On 2020/1/9 21:33, Jeff Layton wrote:
On Thu, 2020-01-09 at 21:16 +0800, Xiubo Li wrote:
On 2020/1/9 19:20, Jeff Layton wrote:
On Thu, 2020-01-09 at 10:05 +0800, Xiubo Li wrote:
On 2020/1/6 23:35, Jeff Layton wrote:
Currently, we just assume that it will stick around by virtue of the
submitter's reference, but later patches will allow the syscall to
return early and we can't rely on that reference at that point.
Take an extra reference to the inode when setting r_parent and release
it when releasing the request.
Signed-off-by: Jeff Layton <jlayton@xxxxxxxxxx>
---
fs/ceph/mds_client.c | 8 ++++++--
1 file changed, 6 insertions(+), 2 deletions(-)

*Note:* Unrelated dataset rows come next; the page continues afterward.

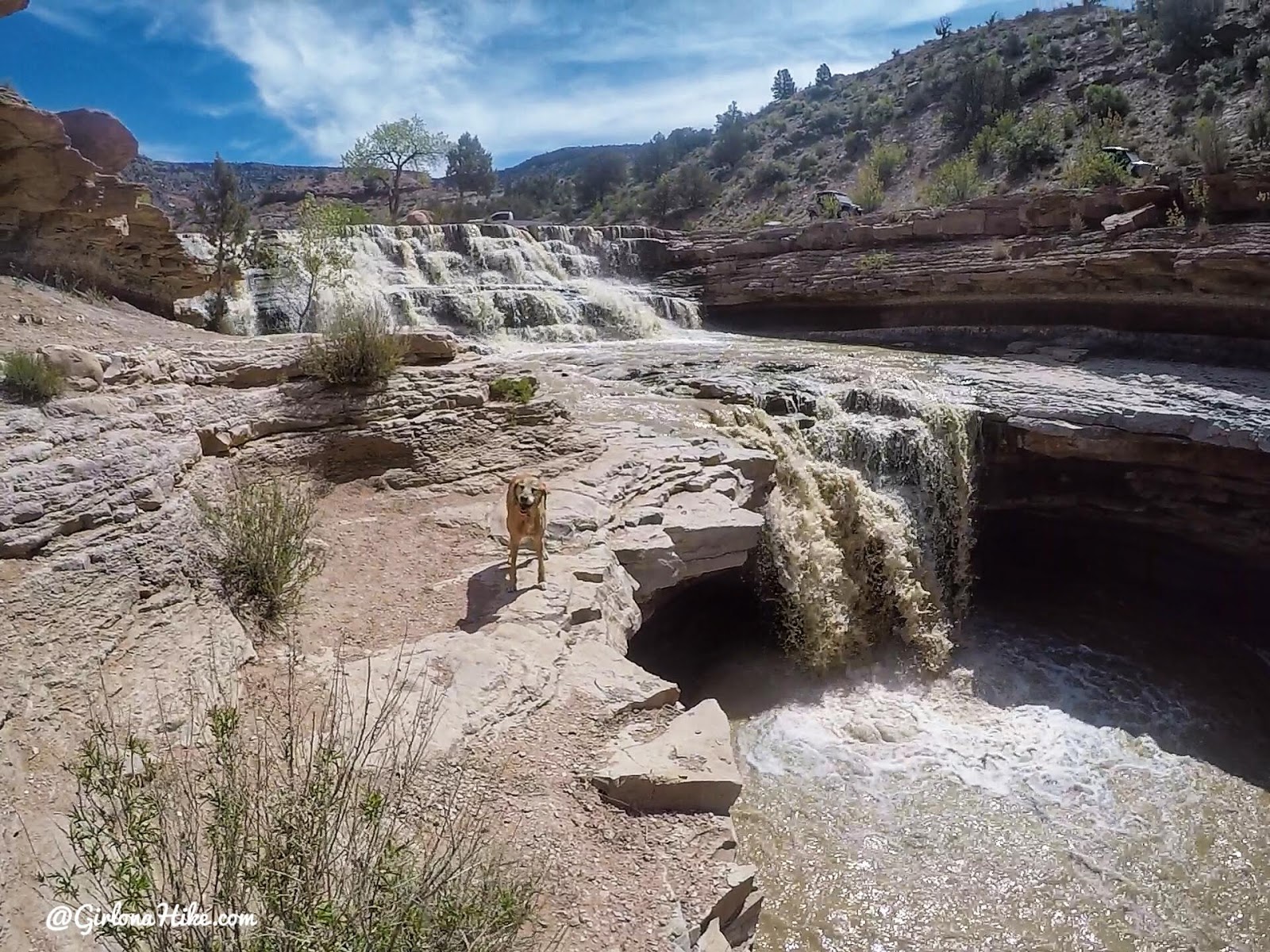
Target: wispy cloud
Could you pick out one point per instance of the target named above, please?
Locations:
(525, 75)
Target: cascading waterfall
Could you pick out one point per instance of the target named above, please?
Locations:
(549, 283)
(869, 528)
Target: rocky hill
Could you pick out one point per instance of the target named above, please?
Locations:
(1026, 98)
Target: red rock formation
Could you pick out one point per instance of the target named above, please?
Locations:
(59, 211)
(101, 139)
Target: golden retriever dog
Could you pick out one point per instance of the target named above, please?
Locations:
(526, 520)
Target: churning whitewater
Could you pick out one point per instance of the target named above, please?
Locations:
(543, 283)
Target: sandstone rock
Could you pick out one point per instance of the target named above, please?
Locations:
(713, 941)
(80, 368)
(57, 209)
(689, 768)
(1126, 222)
(101, 139)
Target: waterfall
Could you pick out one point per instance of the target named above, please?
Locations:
(869, 527)
(539, 283)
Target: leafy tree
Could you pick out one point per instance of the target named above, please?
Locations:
(319, 257)
(1184, 25)
(1106, 102)
(470, 167)
(732, 137)
(981, 92)
(654, 159)
(601, 175)
(391, 150)
(222, 213)
(783, 86)
(694, 188)
(956, 181)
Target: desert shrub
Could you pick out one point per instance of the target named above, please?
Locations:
(357, 347)
(1210, 99)
(514, 390)
(1212, 145)
(981, 92)
(1092, 168)
(869, 192)
(1105, 102)
(829, 120)
(856, 144)
(1033, 143)
(772, 173)
(956, 181)
(1185, 23)
(1035, 76)
(264, 556)
(29, 378)
(874, 262)
(886, 159)
(323, 824)
(1259, 129)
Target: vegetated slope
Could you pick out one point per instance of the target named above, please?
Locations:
(1028, 98)
(935, 99)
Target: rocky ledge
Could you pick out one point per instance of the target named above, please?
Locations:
(101, 578)
(1089, 262)
(64, 209)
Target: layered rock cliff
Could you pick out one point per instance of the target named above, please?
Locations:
(65, 215)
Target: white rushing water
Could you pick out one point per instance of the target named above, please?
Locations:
(1024, 801)
(548, 283)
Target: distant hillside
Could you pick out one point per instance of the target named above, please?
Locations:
(563, 163)
(1026, 102)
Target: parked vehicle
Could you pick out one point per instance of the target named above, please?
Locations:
(1130, 162)
(832, 205)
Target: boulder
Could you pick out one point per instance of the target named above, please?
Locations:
(80, 368)
(1127, 222)
(101, 139)
(713, 941)
(689, 768)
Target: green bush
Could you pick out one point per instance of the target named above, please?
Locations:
(1210, 99)
(327, 824)
(29, 378)
(1035, 76)
(1092, 168)
(514, 390)
(772, 173)
(956, 181)
(869, 194)
(1212, 145)
(1033, 143)
(357, 348)
(1259, 129)
(874, 262)
(1106, 102)
(264, 556)
(886, 159)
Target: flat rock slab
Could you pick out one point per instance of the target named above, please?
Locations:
(689, 768)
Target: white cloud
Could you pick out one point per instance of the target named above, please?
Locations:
(525, 75)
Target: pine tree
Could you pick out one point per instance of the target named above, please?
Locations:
(784, 86)
(470, 168)
(221, 211)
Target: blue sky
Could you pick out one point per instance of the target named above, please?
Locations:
(298, 80)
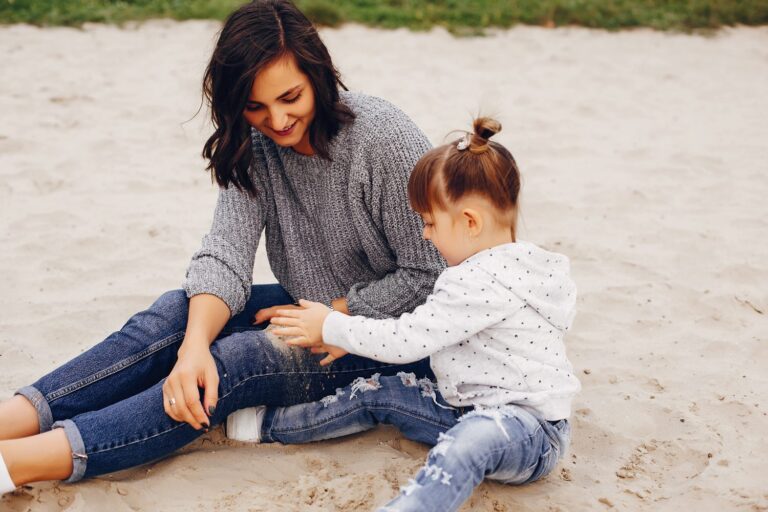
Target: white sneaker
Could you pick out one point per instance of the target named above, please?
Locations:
(6, 484)
(245, 424)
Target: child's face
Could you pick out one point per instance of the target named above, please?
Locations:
(469, 226)
(449, 236)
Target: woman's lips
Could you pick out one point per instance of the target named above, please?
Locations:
(287, 131)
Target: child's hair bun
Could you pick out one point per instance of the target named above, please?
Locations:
(484, 128)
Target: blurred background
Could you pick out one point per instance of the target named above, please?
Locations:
(459, 16)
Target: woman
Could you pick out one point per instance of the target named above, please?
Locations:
(324, 173)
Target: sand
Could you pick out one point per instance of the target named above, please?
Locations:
(645, 159)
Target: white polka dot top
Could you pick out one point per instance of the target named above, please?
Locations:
(493, 327)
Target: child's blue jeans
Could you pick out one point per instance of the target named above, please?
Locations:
(507, 444)
(109, 399)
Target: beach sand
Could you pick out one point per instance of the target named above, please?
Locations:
(645, 160)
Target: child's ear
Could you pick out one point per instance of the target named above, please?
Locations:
(473, 221)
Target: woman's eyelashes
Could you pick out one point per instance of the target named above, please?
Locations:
(253, 107)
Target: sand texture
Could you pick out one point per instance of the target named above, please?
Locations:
(645, 159)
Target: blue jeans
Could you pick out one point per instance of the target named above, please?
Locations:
(508, 444)
(109, 399)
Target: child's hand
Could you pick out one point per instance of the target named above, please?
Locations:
(304, 326)
(333, 353)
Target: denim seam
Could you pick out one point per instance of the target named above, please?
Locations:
(115, 368)
(294, 373)
(138, 440)
(350, 412)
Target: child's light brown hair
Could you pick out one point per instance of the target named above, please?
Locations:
(447, 173)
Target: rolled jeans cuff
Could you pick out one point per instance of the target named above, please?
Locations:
(44, 414)
(79, 457)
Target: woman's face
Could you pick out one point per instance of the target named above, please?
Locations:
(282, 104)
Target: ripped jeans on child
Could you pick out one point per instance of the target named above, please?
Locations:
(507, 444)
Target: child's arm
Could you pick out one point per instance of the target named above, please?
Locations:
(464, 302)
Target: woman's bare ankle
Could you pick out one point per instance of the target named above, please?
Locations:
(38, 458)
(20, 418)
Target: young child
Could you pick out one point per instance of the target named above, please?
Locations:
(493, 327)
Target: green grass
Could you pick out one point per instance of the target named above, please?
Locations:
(460, 16)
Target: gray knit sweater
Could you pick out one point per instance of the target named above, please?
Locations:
(333, 229)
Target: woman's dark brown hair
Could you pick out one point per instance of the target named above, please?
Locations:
(470, 165)
(255, 35)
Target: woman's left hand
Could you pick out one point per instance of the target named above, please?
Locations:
(304, 325)
(266, 314)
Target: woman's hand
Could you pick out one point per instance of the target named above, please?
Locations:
(194, 369)
(304, 326)
(266, 314)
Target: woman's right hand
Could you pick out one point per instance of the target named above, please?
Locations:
(194, 369)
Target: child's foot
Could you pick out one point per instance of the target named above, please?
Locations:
(6, 484)
(245, 424)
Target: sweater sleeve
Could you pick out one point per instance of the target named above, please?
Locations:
(464, 303)
(224, 264)
(391, 156)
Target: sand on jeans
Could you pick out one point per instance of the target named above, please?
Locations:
(645, 159)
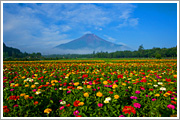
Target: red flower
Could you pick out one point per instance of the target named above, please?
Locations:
(85, 76)
(76, 103)
(143, 80)
(129, 109)
(31, 97)
(67, 105)
(120, 76)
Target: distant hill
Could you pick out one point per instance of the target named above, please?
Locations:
(89, 43)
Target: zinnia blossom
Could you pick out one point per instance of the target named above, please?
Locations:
(170, 106)
(137, 105)
(137, 92)
(76, 113)
(76, 103)
(100, 104)
(62, 107)
(129, 109)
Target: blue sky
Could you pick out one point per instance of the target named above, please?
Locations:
(34, 27)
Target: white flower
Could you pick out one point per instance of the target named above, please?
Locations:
(106, 101)
(108, 98)
(155, 85)
(163, 88)
(160, 83)
(63, 102)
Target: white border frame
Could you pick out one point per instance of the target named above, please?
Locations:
(89, 2)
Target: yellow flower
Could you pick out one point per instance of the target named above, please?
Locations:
(99, 94)
(157, 95)
(26, 85)
(26, 97)
(81, 104)
(47, 110)
(105, 82)
(76, 83)
(114, 86)
(33, 86)
(86, 95)
(22, 94)
(88, 86)
(116, 96)
(79, 87)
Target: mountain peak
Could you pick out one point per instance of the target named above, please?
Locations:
(91, 42)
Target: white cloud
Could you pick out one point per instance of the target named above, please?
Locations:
(38, 27)
(110, 38)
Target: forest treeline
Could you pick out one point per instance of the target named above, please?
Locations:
(10, 53)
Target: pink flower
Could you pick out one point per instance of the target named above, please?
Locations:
(34, 90)
(11, 89)
(100, 104)
(148, 96)
(62, 107)
(16, 105)
(171, 106)
(137, 105)
(76, 113)
(137, 92)
(133, 97)
(172, 97)
(69, 91)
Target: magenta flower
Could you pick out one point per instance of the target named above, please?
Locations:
(137, 105)
(62, 107)
(69, 91)
(34, 90)
(137, 92)
(148, 96)
(76, 113)
(133, 97)
(11, 89)
(16, 105)
(154, 99)
(171, 106)
(100, 104)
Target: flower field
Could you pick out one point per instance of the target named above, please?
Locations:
(90, 88)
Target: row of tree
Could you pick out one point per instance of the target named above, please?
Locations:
(140, 53)
(10, 53)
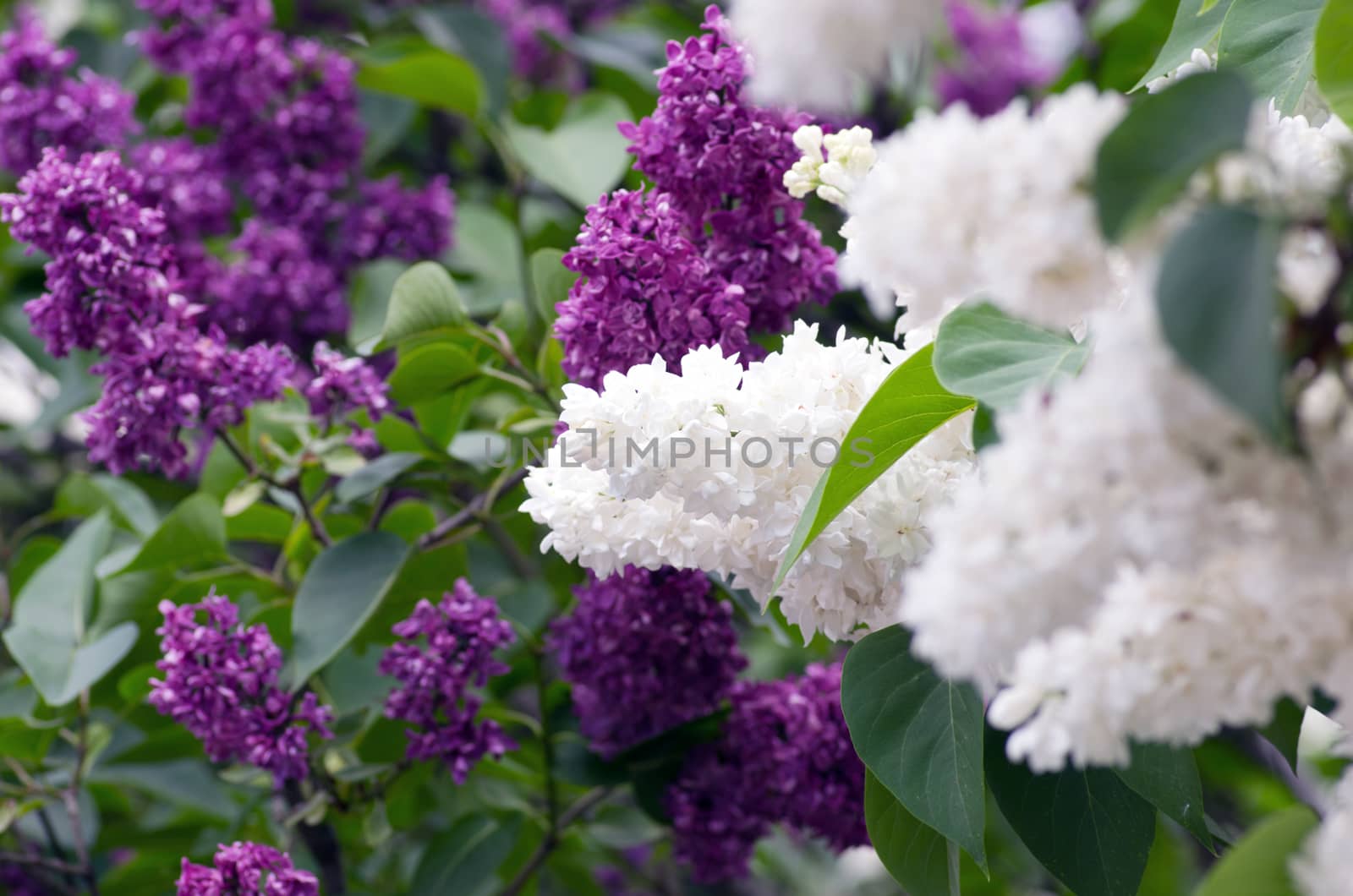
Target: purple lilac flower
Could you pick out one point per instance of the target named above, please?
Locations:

diff --git a/fs/ceph/mds_client.c b/fs/ceph/mds_client.c
index 94cce2ab92c4..b7122f682678 100644
--- a/fs/ceph/mds_client.c
+++ b/fs/ceph/mds_client.c
@@ -708,8 +708,10 @@ void ceph_mdsc_release_request(struct kref *kref)
/* avoid calling iput_final() in mds dispatch threads */
ceph_async_iput(req->r_inode);
}
- if (req->r_parent)
+ if (req->r_parent) {
ceph_put_cap_refs(ceph_inode(req->r_parent), CEPH_CAP_PIN);
+ ceph_async_iput(req->r_parent);
+ }
ceph_async_iput(req->r_target_inode);
if (req->r_dentry)
dput(req->r_dentry);
@@ -2706,8 +2708,10 @@ int ceph_mdsc_submit_request(struct ceph_mds_client *mdsc, struct inode *dir,
/* take CAP_PIN refs for r_inode, r_parent, r_old_dentry */
if (req->r_inode)
ceph_get_cap_refs(ceph_inode(req->r_inode), CEPH_CAP_PIN);
- if (req->r_parent)
+ if (req->r_parent) {
ceph_get_cap_refs(ceph_inode(req->r_parent), CEPH_CAP_PIN);
+ ihold(req->r_parent);
+ }
This might also fix another issue when the mdsc request is timedout and
returns to the vfs, then the r_parent maybe released in vfs. And then if
we reference it again in mdsc handle_reply() -->
ceph_mdsc_release_request(), some unknown issues may happen later ??
AIUI, when a timeout occurs, the req is unhashed such that handle_reply
can't find it. So, I doubt this affects that one way or another.
If my understanding is correct, such as for rmdir(), the logic will be :
req = ceph_mdsc_create_request() // ref == 1
ceph_mdsc_do_request(req) -->
ceph_mdsc_submit_request(req) -->
__register_request(req) // ref == 2
ceph_mdsc_wait_request(req) // If timedout
ceph_mdsc_put_request(req) // ref == 1
Then in handled_reply(), only when we get a safe reply it will call
__unregister_request(req), then the ref could be 0.
Though it will ihold()/ceph_async_iput() the req->r_unsafe_dir(=
req->r_parent) , but the _iput() will be called just before we reference
the req->r_parent in the _relase_request(). And the _iput() here may
call the iput_final().
I take it back, I think you're right. This likely would fix that issue
up. I'll plan to add a note about that to the changelog before I merge
it. Should we mark this for stable in light of that?
Yeah, right :-)